If you can't find the information yourself via a web search, it's going to be difficult for the model to find the answer too... for now ;)

wayy · on Dec 8, 2022

You can leave feedback on individual search results via the check and X buttons below the answer. Leaving feedback e.g votes on each code snippet is on the roadmap.

gavinray · on Dec 8, 2022

Right but that's just a blanket "good" or "bad"

I hit the green check, but I wanted to leave a detailed comment

wayy · on Dec 8, 2022

Ah we only put the option for detailed comment on negative feedback (try clicking the x and a form will pop up). Will also give that option for positive feedback in the future.

gavinray · on Dec 8, 2022

Oh, got it, well at least there's a way to leave it!

wayy · on Dec 8, 2022

Thanks for trying it out - we're still quite early so the model isn't going to be perfect + we're focused on programming related queries at the moment. What is your use case? Are most of your searches related to history?

trynewideas · on Dec 8, 2022

Most of my searches are related to researching and fact-checking potentially spurious statements, like the ones that Hello apparently produces.

This particular query about the French revolution seems to give GPT fits across its iterations, and I suspect it's because:

- the most correct answer is "I don't know"; when answering questions, GPT isn't really trying to answer a question by reasoning through it, it's trying to mimic what usually happens after someone asks a question, and especially online that usually isn't someone saying "I don't know"

- the most authoritative sources on subjects like this include books, and GPT doesn't seem to read a lot of those, or if it has then it doesn't seem to be able to cite them without inventing false details about the sources themselves (titles that don't exist, attributing works to the wrong authors)

Seeing "model that cites sources" made me excited that there was a solution to the second point.

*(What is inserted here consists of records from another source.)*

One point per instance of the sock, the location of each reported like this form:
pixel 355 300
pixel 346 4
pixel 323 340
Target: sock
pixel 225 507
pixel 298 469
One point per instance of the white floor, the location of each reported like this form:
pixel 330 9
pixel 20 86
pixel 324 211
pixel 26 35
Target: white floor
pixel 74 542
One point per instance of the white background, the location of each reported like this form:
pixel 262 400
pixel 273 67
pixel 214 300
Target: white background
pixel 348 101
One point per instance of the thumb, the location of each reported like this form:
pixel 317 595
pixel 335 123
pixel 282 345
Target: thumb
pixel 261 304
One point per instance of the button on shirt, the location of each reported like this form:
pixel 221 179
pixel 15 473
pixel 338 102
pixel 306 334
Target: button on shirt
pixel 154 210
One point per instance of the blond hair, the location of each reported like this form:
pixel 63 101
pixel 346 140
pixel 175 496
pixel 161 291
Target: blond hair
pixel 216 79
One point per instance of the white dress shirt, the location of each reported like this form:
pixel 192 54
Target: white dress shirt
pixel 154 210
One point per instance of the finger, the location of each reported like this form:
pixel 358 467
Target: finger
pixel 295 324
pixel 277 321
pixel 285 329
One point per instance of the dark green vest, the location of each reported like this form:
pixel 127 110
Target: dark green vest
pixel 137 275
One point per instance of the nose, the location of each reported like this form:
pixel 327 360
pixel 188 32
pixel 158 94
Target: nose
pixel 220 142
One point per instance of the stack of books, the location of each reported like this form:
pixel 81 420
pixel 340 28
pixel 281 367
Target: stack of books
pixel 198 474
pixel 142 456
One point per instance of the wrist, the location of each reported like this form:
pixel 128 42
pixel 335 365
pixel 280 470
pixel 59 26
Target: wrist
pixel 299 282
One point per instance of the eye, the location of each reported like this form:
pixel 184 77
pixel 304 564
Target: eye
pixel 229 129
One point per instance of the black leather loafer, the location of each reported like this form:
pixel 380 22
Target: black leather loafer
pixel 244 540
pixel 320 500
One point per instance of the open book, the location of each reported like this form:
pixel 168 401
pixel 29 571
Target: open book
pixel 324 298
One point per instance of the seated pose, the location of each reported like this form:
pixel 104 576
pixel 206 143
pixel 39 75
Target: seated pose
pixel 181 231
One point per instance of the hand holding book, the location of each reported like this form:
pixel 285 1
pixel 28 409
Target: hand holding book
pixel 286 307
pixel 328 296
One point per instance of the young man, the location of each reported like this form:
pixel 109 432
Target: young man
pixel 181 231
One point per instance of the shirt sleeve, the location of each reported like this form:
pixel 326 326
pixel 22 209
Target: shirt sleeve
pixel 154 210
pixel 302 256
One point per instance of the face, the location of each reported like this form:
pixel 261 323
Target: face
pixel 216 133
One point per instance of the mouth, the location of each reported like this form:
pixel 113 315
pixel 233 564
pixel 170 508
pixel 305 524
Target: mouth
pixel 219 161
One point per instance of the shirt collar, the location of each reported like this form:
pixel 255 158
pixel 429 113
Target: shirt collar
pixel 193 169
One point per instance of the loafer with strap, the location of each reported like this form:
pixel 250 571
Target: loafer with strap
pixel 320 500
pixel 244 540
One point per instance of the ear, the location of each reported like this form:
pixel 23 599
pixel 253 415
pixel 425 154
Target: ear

But specific to Hello:

- the most authoritative web sources are historians who cite sources, which aren't often written for SEO, on popular platforms, or not paywalled

- a search result being in a first page of Bing/Google doesn't make it authoritative

- this doesn't seem to stop GPT from coming up with false inventions/hallucinations that aren't in or relevant to the cited source at all

wayy · on Dec 8, 2022

You're right - there are so many good sources not often surfaced by a cursory web search like books and experts. Adding better sources is something we're improving on. A simple next step we're looking into is to expand sources to research papers e.g explicitly pulling from arxiv on some queries.